John Nordin, Vice President and Chief Information Officer of IAAI, would become Executive Vice President and Chief Information Officer of the combined company. Mr. Nordin joined IAAI in late 2003 and has been involved in Information Technology for 25 years, holding the position of CIO for the last 12 years.
“I am very excited for the opportunity to continue improving upon the great success the ADESA companies have already achieved,” said Clingen. “With the help and continued hard work of the new and existing management team and employees, I believe we can continue to build an even stronger and more successful organization. I know I speak for Tom and all of the IAAI employees when I describe their excitement about this new partnership and the opportunities it presents.”
ADESA, Inc.
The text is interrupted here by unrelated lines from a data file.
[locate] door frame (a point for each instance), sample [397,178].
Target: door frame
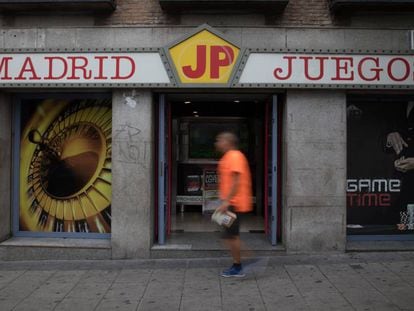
[163,169]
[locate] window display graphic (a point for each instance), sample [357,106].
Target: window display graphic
[65,165]
[380,185]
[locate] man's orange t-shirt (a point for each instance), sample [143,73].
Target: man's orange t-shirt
[234,161]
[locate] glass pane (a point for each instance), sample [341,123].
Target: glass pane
[65,165]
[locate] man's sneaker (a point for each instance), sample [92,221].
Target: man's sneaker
[233,272]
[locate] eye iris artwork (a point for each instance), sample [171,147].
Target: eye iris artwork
[65,167]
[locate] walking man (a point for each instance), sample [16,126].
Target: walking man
[235,193]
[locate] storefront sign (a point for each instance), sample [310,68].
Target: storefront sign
[380,173]
[412,39]
[82,68]
[328,69]
[204,58]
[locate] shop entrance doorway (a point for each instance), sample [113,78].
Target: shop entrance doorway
[186,173]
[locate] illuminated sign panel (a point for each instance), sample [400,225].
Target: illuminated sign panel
[204,58]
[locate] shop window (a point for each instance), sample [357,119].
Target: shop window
[380,185]
[63,166]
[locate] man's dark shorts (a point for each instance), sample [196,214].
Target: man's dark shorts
[234,230]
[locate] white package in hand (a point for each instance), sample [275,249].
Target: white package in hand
[224,219]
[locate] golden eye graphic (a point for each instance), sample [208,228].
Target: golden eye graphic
[65,167]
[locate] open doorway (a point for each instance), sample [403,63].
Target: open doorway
[187,170]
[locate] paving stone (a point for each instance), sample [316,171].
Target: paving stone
[36,304]
[163,290]
[137,276]
[389,284]
[359,292]
[345,282]
[243,293]
[278,289]
[317,291]
[78,304]
[123,304]
[201,290]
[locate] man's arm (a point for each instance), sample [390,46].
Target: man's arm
[235,177]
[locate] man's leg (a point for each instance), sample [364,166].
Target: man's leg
[234,246]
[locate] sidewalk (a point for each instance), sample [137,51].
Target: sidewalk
[353,281]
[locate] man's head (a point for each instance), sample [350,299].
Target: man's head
[226,141]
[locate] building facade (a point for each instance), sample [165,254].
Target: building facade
[109,111]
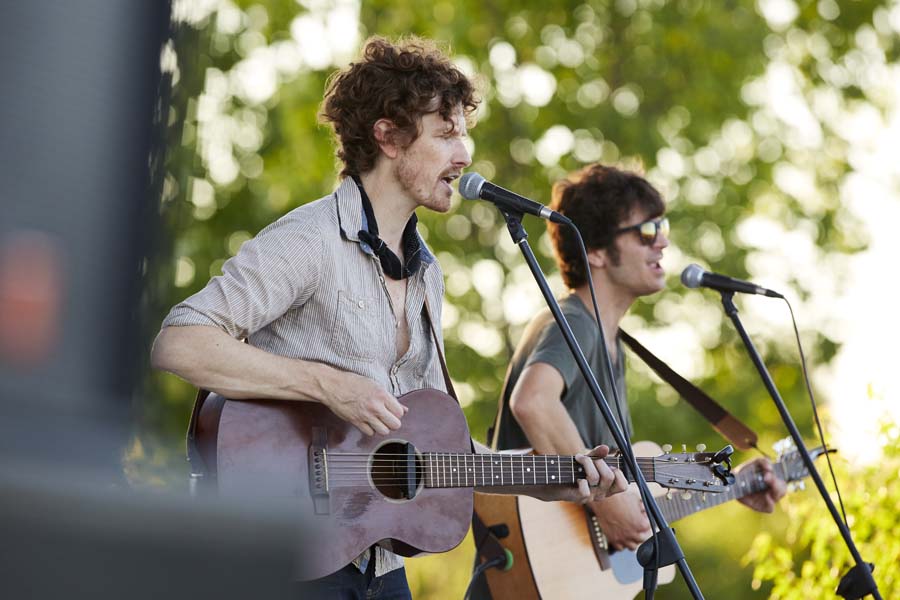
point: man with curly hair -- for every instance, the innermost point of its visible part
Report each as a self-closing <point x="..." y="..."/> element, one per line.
<point x="337" y="298"/>
<point x="546" y="403"/>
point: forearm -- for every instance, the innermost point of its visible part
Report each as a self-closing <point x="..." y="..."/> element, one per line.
<point x="209" y="358"/>
<point x="550" y="429"/>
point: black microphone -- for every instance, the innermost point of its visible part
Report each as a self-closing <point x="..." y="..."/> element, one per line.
<point x="473" y="186"/>
<point x="694" y="276"/>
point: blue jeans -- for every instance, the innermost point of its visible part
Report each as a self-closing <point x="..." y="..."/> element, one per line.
<point x="351" y="584"/>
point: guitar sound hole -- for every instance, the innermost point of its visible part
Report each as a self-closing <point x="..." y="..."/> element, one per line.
<point x="390" y="470"/>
Chairman and CEO David Gartzke added, “We are totally committed to a smooth and successful transition at the close of the transaction and to the continued success of the ADESA companies in the interim. Our current senior management team is ready and willing to continue to work with the new members of the team to ensure a strong organization full of opportunity for our employees going forward.”
About ADESA, Inc.
Headquartered in Carmel, Indiana, ADESA, Inc. (NYSE: KAR) is North America’s largest publicly traded provider of wholesale vehicle auctions and used vehicle dealer floorplan financing. The company’s operations span North America with 54 ADESA used vehicle auction sites, 42 Impact salvage vehicle auction sites and 85 AFC loan production offices. For further information on ADESA, Inc., visit the company’s Web site at http://www.adesainc.com.
About Insurance Auto Auctions, Inc.
Insurance Auto Auctions, Inc., founded in 1982, a leader in automotive total loss and specialty salvage services in the United States, provides insurance companies with cost-effective, turn-key solutions to process and sell total-loss and recovered-theft vehicles. The Company currently has 95 sites across the United States. For more information, please visit www.iaai.com.
Forward-Looking Statements
The statements in this release should be read in conjunction with the unaudited condensed consolidated financial statements and notes thereto included in IAAI filings with the SEC, including the Quarterly Reports on Form 10-Q and Annual Reports on Form 10-K. The statements contained in this release that are not historical facts are forward-looking statements. Forward-looking statements are subject to certain risks, trends and uncertainties that could cause

 


 

actual results to differ materially from those projected, expressed or implied by such forward-looking statements, including, but not limited to: the ability to obtain regulatory approvals of the transaction on the proposed terms and schedule; the risk that the businesses will not be integrated successfully; the risk that the cost savings and any other synergies from the transaction may not be fully realized or may take longer to realize than expected; disruption from the transaction making it more difficult to maintain relationships with customers, employees or suppliers and other risks and uncertainties associated with the contemplated transactions. In some cases, you can identify forward-looking statements by use of words such as “may,” “will,” “should,” “anticipates,” “predict,” “projects,” “targeting,” “potential,” “or “contingent,” the negative of these terms, or other similar expressions. Actual results could differ materially from those discussed in or implied by forward-looking statements for various reasons, including those discussed in “Risk Factors” in IAAI’s Form 10-K. You should not place undue reliance on any forward-looking statements. Except as expressly required by the federal securities laws, the parties undertake no obligation to publish, update or revise any forward-looking statements, whether as a result of new information, future events, changed circumstances or any other reason.